Extensive work has been done and continues to be done to ensure that our existing infrastructure is climate resilient and can last a very long time. Some very notable examples of the improvements to our country’s infrastructure include the repairing of all schools through this country during the August vacation of 2001 to prepare for the new school term. Apart from this, the ULP has constructed 11 new schools across the country from Sandy Bay in the north to Union Island in the south and done extensive renovations of other schools adding labs and other facilities. This was necessary to accommodate the increase in students attending secondary schools through the implementation of the education revolution that has universal access to secondary education as a critical pillar.
Residents north of the dry river, no longer suffer the indignity of having to take off their shoes to cross the river on foot, or the challenges of being unable to get across in heavy rains, because of the well-constructed bridge. This ULP government understood that for any development to take place above the dry river, the access had to be improved and therefore moved swiftly to construct the bridge with the assistance of our friends from Taiwan. Today the bridge stands as a reminder that there is no limit to what we can achieve, since the previous government said such a project was impossible.
It would be incomplete to discuss infrastructure development in SVG without mentioning the construction of the Argyle International Airport, the single largest capital project ever undertaken in this country. For 17 years prior to the ULP taking office, the previous government dangled the prospect of an international airport as a political gimmick before the citizens of this country but never delivered. Today our country has the newest and most picturesque airport in the region that receives direct international flights from Toronto, New York, Miami and London.

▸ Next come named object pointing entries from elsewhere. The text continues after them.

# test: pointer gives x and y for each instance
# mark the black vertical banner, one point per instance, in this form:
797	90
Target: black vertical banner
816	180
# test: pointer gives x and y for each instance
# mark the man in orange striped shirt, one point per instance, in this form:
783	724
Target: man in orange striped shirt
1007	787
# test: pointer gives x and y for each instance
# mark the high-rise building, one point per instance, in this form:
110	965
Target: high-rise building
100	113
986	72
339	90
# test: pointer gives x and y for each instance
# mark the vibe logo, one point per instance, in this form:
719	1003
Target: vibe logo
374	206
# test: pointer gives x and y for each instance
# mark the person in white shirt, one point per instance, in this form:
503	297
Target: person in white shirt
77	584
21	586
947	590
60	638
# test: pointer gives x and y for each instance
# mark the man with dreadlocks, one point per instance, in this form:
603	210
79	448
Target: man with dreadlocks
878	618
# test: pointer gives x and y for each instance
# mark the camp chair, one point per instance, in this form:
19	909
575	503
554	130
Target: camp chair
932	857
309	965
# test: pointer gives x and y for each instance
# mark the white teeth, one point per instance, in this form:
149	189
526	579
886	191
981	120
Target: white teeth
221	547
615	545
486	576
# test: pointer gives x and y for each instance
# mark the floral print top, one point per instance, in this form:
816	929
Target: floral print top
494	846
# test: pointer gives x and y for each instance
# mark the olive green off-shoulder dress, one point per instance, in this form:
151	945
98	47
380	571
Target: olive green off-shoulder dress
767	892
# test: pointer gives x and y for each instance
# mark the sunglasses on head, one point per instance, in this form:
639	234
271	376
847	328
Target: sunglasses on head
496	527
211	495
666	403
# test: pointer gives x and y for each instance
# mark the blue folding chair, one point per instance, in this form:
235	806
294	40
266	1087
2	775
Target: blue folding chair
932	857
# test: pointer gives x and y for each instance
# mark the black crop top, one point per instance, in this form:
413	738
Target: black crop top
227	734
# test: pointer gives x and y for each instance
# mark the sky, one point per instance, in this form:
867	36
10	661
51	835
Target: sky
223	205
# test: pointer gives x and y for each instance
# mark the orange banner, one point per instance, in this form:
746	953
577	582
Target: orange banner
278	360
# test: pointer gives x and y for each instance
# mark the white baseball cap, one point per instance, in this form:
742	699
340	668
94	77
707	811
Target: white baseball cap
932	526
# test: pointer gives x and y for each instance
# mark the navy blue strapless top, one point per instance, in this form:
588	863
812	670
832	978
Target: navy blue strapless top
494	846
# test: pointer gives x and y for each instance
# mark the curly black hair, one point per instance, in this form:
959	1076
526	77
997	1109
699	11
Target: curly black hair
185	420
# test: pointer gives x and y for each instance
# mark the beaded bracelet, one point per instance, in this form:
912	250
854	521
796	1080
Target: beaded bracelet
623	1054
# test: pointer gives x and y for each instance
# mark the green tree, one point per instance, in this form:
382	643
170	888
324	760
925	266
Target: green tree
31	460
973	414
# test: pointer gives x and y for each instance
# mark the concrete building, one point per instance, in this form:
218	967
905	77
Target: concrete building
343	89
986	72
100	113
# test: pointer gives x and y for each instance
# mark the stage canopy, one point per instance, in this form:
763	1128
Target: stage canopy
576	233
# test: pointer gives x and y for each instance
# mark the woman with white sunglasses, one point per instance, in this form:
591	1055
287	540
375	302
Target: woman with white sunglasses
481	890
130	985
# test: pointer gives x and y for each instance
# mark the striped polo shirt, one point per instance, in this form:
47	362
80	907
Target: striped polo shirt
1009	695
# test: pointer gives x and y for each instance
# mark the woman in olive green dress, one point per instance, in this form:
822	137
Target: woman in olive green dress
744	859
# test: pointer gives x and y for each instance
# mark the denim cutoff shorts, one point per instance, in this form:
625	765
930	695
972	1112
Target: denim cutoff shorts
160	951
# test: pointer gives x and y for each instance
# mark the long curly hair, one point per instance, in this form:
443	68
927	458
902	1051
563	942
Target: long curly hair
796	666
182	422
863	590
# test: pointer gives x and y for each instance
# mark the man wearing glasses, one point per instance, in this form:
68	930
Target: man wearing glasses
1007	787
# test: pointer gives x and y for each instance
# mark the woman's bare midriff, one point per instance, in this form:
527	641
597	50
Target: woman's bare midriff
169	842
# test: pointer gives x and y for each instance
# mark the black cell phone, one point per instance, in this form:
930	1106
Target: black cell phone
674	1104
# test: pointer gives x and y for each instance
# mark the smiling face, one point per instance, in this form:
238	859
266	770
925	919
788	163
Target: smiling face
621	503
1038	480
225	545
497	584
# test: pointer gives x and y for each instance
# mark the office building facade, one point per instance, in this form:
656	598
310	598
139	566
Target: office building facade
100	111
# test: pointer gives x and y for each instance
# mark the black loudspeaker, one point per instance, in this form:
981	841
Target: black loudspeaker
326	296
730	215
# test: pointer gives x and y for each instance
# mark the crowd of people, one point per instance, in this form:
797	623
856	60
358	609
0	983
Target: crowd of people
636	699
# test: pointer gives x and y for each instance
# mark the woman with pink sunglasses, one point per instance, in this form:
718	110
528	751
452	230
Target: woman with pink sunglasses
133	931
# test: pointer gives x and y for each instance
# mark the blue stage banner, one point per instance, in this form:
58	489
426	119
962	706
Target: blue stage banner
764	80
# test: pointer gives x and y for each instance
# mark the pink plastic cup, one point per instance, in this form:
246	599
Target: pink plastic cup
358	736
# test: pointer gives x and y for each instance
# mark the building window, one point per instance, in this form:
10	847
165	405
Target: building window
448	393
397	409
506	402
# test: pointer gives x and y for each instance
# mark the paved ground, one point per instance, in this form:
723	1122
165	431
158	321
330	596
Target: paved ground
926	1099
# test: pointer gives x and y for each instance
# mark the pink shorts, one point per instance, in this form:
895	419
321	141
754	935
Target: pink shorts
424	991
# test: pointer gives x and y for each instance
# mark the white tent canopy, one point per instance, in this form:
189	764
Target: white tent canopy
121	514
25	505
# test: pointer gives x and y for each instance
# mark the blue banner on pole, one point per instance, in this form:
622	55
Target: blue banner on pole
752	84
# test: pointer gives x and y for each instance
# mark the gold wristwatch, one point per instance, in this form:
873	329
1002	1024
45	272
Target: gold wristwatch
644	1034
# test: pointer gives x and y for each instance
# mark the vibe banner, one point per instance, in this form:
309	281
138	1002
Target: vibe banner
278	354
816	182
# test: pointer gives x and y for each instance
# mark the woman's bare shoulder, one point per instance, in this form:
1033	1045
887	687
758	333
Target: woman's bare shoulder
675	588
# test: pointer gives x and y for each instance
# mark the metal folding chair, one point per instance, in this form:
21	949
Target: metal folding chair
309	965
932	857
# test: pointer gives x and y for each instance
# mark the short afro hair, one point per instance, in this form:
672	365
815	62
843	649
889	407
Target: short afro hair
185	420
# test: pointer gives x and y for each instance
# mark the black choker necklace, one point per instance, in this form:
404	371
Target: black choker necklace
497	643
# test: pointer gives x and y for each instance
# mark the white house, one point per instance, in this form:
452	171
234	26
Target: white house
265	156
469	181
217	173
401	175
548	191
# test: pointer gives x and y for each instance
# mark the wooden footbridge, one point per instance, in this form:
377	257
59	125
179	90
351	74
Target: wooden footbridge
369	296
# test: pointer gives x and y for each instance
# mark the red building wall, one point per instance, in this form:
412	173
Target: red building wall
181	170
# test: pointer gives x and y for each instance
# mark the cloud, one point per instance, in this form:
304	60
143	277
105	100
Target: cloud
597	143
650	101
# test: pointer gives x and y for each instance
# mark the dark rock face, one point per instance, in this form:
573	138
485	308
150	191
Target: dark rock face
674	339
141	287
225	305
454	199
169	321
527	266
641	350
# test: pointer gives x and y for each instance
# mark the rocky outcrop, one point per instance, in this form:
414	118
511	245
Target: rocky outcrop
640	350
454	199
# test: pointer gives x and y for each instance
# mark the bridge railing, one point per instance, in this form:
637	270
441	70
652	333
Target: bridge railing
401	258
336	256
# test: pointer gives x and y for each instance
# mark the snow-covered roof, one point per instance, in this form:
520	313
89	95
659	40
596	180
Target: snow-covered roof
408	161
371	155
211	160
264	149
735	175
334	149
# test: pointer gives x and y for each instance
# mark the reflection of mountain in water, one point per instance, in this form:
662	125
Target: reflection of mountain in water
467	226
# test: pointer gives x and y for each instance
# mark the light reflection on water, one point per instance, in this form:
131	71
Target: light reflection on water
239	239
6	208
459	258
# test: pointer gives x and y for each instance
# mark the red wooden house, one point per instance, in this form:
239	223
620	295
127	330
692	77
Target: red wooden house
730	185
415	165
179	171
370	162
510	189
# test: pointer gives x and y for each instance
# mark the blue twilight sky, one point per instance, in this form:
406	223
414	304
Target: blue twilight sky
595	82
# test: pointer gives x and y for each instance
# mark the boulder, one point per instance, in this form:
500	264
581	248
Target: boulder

It is conceivable that many Vincentians alive today never thought they would live to see a bridge over the dry river in Rabacca nor an international airport, since both seemed impossible. As we celebrate 43 years of independence on October 27th, we can reflect on how far we have come and what exactly it means for our country. We have made many gains on our developmental journey since 1979, but more so, since 2001 and our pledge to you is that together we will lift SVG higher.